How Should Treatment for Trigeminal Schwannomas Be Selected?
The treatment strategy for trigeminal schwannomas is determined primarily by the patient's age, symptoms, severity of presentation, and tumor characteristics (size, location, and growth pattern). Three key principles must be borne in mind:
1. The initial treatment decision is of paramount importance. An ill-chosen treatment modality will not only fail to resolve the patient's symptoms but will also increase the difficulty of subsequent management.
2. Surgical infrastructure and the technical expertise of the operating surgeon are critical. Smaller trigeminal schwannomas generally present a lower degree of surgical difficulty; however, large tumors with extensive involvement or firm consistency remain highly challenging to treat. The operative technique is complex, and single-stage complete resection demands excellent surgical facilities, exceptional technical skill on the part of the operating surgeon, and unwavering determination.
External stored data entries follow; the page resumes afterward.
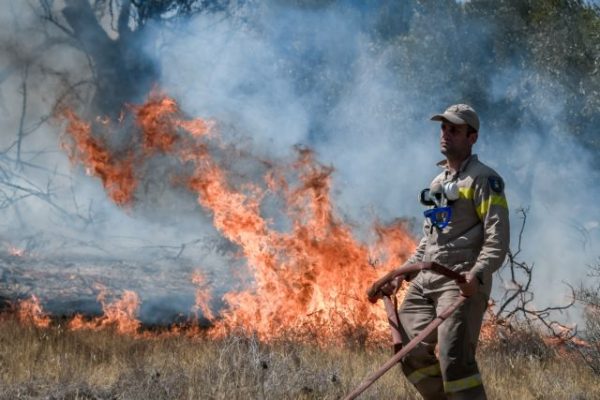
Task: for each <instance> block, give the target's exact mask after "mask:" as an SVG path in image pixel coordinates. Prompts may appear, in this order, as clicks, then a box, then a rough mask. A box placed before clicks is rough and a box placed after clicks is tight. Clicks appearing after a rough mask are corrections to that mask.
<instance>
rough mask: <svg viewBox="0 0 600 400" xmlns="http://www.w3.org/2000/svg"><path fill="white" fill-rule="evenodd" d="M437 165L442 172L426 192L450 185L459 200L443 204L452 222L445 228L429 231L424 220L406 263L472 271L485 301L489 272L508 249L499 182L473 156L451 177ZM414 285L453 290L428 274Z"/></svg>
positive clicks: (502, 262) (499, 266)
mask: <svg viewBox="0 0 600 400" xmlns="http://www.w3.org/2000/svg"><path fill="white" fill-rule="evenodd" d="M438 165H439V166H440V167H442V168H443V169H444V170H443V171H442V173H440V174H439V175H438V176H436V177H435V178H434V180H433V181H432V183H431V187H434V186H435V185H436V184H440V183H442V184H443V183H446V182H451V181H454V182H456V184H457V185H458V188H459V198H458V200H455V201H453V202H451V203H450V204H449V206H450V207H452V218H451V219H450V223H449V224H448V226H446V227H445V228H443V229H439V228H437V227H433V228H432V226H431V225H432V224H431V222H430V221H429V219H427V218H426V219H425V223H424V226H423V233H424V236H423V238H422V239H421V241H420V243H419V245H418V246H417V249H416V251H415V253H414V254H413V256H412V257H410V259H409V260H408V261H407V262H408V263H413V262H418V261H435V262H437V263H439V264H442V265H445V266H447V267H449V268H452V269H454V270H457V271H460V272H463V271H469V270H472V271H473V272H474V274H475V276H476V277H477V279H478V280H479V282H480V284H481V285H480V290H482V291H483V292H485V293H486V294H487V295H488V296H489V293H490V291H491V286H492V273H493V272H494V271H496V270H497V269H498V268H500V267H501V266H502V264H503V262H504V258H505V257H506V253H507V251H508V248H509V238H510V233H509V230H510V229H509V221H508V204H507V202H506V197H505V195H504V183H503V181H502V178H501V177H500V175H498V173H496V171H494V170H493V169H492V168H490V167H488V166H486V165H485V164H483V163H482V162H480V161H479V160H478V158H477V156H476V155H472V156H470V157H469V158H468V159H467V160H465V161H464V162H463V163H462V165H461V167H460V168H459V170H458V171H457V172H456V173H453V172H452V171H450V170H449V169H448V167H447V164H446V161H445V160H444V161H442V162H440V163H438ZM417 280H418V281H419V283H420V284H421V285H422V286H423V288H424V289H425V290H430V291H437V290H445V289H446V288H448V287H451V286H455V285H456V284H455V283H454V282H453V281H450V280H448V278H444V277H442V276H440V275H437V274H436V273H435V272H432V271H422V272H421V273H420V274H419V275H418V277H417Z"/></svg>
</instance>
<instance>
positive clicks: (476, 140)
mask: <svg viewBox="0 0 600 400" xmlns="http://www.w3.org/2000/svg"><path fill="white" fill-rule="evenodd" d="M478 137H479V133H478V132H471V133H469V134H468V137H467V139H469V144H470V145H471V146H473V145H474V144H475V143H476V142H477V138H478Z"/></svg>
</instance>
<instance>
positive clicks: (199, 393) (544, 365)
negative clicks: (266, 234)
mask: <svg viewBox="0 0 600 400" xmlns="http://www.w3.org/2000/svg"><path fill="white" fill-rule="evenodd" d="M514 341H515V343H513V345H517V342H518V348H519V349H520V350H519V351H513V346H512V345H511V343H512V341H511V339H510V338H508V339H506V340H505V341H503V342H497V343H496V344H495V345H493V346H490V345H487V346H483V347H482V348H481V351H480V352H479V361H480V366H481V369H482V374H483V375H484V379H485V381H486V383H487V389H488V393H489V397H490V398H491V399H519V400H522V399H598V398H600V383H599V380H598V377H597V376H594V375H593V374H592V372H591V371H590V370H589V369H587V368H586V366H585V365H583V364H582V363H581V362H580V361H579V360H578V359H577V358H576V357H566V356H564V355H562V356H559V355H557V353H556V352H554V351H552V349H550V348H548V349H547V350H546V351H544V352H540V349H539V346H540V340H538V338H537V337H536V336H535V335H532V334H525V333H522V334H519V335H515V337H514ZM542 343H543V342H542ZM527 344H530V345H531V351H527ZM388 356H389V351H388V350H387V349H384V348H372V349H365V348H361V347H357V346H326V347H321V346H316V345H314V344H307V343H300V342H294V341H285V340H280V341H276V342H273V343H270V344H265V343H262V342H260V341H259V340H257V339H256V338H255V337H245V336H239V335H229V336H227V337H224V338H222V339H218V340H209V339H197V338H196V339H194V338H187V337H184V336H181V335H179V336H171V337H162V338H161V337H154V338H152V339H140V338H137V339H136V338H133V337H130V336H127V335H122V334H118V333H117V332H116V331H115V330H102V331H89V330H81V331H71V330H68V329H65V325H64V324H61V323H58V322H57V321H55V322H54V324H53V325H52V326H51V327H50V328H37V327H35V326H33V325H30V324H24V323H23V322H21V321H19V320H18V318H17V316H5V317H4V319H3V320H2V321H1V322H0V399H15V398H21V399H42V398H44V399H46V398H53V399H263V398H264V399H339V398H341V397H342V396H343V395H344V394H346V393H348V392H349V391H350V390H351V389H352V388H353V387H354V386H355V385H357V384H358V383H359V382H360V381H361V380H362V379H363V378H364V377H365V376H366V375H367V374H368V373H369V372H371V371H373V370H374V369H375V368H377V367H378V366H379V365H380V364H381V363H383V362H384V361H385V360H386V359H387V357H388ZM399 394H406V396H405V397H404V398H406V399H417V398H418V397H417V396H416V394H415V392H414V391H413V390H412V388H411V387H410V386H409V384H408V383H407V382H406V381H405V379H404V378H403V377H402V376H401V374H400V372H399V371H398V370H392V371H390V372H389V373H388V374H387V375H385V376H384V377H383V378H382V379H381V380H380V381H378V382H377V383H376V384H375V385H374V386H373V387H372V388H370V389H369V390H368V391H367V392H366V393H365V394H364V395H363V397H362V398H365V399H392V398H398V396H399Z"/></svg>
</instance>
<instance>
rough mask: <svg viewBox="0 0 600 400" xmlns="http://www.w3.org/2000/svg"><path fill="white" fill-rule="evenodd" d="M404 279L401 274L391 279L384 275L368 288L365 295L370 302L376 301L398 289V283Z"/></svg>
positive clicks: (391, 294)
mask: <svg viewBox="0 0 600 400" xmlns="http://www.w3.org/2000/svg"><path fill="white" fill-rule="evenodd" d="M403 280H404V277H403V276H397V277H395V278H392V279H391V280H390V279H389V278H388V277H387V275H386V276H384V277H383V278H381V279H379V280H378V281H376V282H375V283H374V284H373V285H371V287H370V288H369V290H367V297H368V298H369V301H370V302H371V303H376V302H377V300H379V299H380V298H381V297H382V296H391V295H393V294H394V293H396V292H397V291H398V289H399V288H400V284H401V283H402V281H403Z"/></svg>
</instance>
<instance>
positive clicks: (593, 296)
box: [576, 263, 600, 375]
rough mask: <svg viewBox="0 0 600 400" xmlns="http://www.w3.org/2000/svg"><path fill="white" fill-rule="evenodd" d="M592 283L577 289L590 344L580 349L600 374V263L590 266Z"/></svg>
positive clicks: (596, 370)
mask: <svg viewBox="0 0 600 400" xmlns="http://www.w3.org/2000/svg"><path fill="white" fill-rule="evenodd" d="M589 277H590V278H591V279H592V281H591V283H588V284H587V285H583V284H582V285H581V287H580V288H579V290H577V291H576V298H577V300H578V301H579V302H580V303H581V304H582V305H583V306H584V315H585V332H584V333H585V338H586V340H587V341H588V344H589V346H587V347H583V348H581V349H580V353H581V356H582V357H583V359H584V361H585V362H586V363H587V365H588V366H589V367H590V368H591V369H592V370H593V371H594V372H595V373H596V374H599V375H600V263H598V264H596V265H594V266H590V272H589Z"/></svg>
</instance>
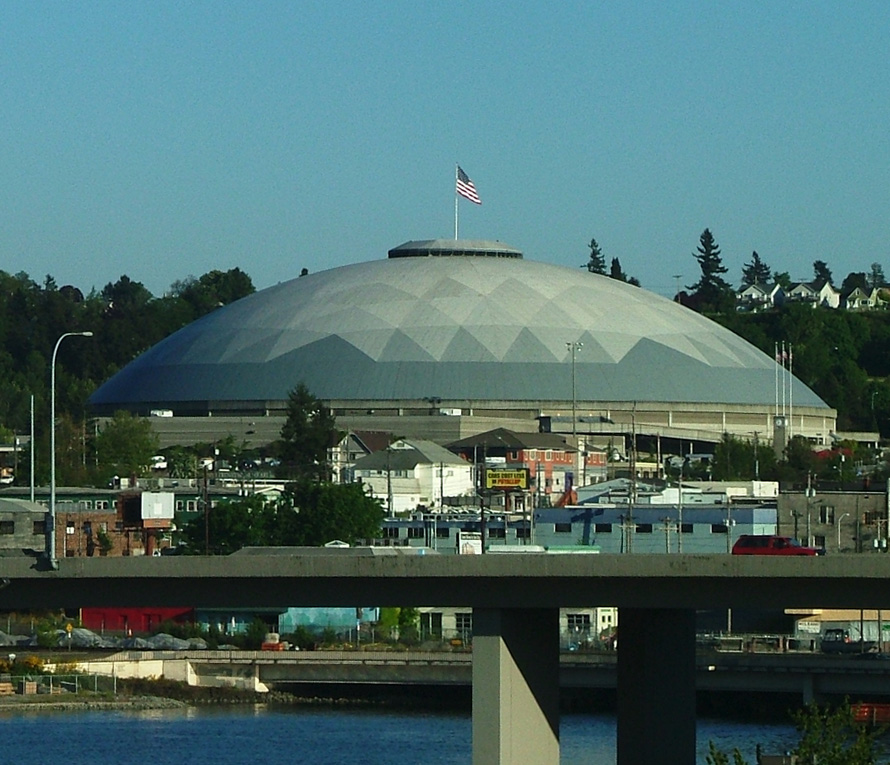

3. Early detection and early treatment are equally essential. As a trigeminal schwannoma enlarges, surgical difficulty increases and progressive compression of surrounding structures gives rise to additional symptoms, such as facial palsy, gait instability, and hearing loss. General clinical recommendations are as follows:
For small tumors (typically less than 2 cm) in asymptomatic patients or in elderly patients, radiotherapy may be considered as a treatment option.
For larger tumors (≥2.5 cm) or patients presenting with clinical symptoms, radiotherapy generally cannot provide immediate symptom relief or achieve meaningful tumor reduction within a short timeframe. Moreover, the development of radiation necrosis may cause further tumor volume expansion, resulting in more severe compressive symptoms. In such cases, surgical resection is the superior treatment option.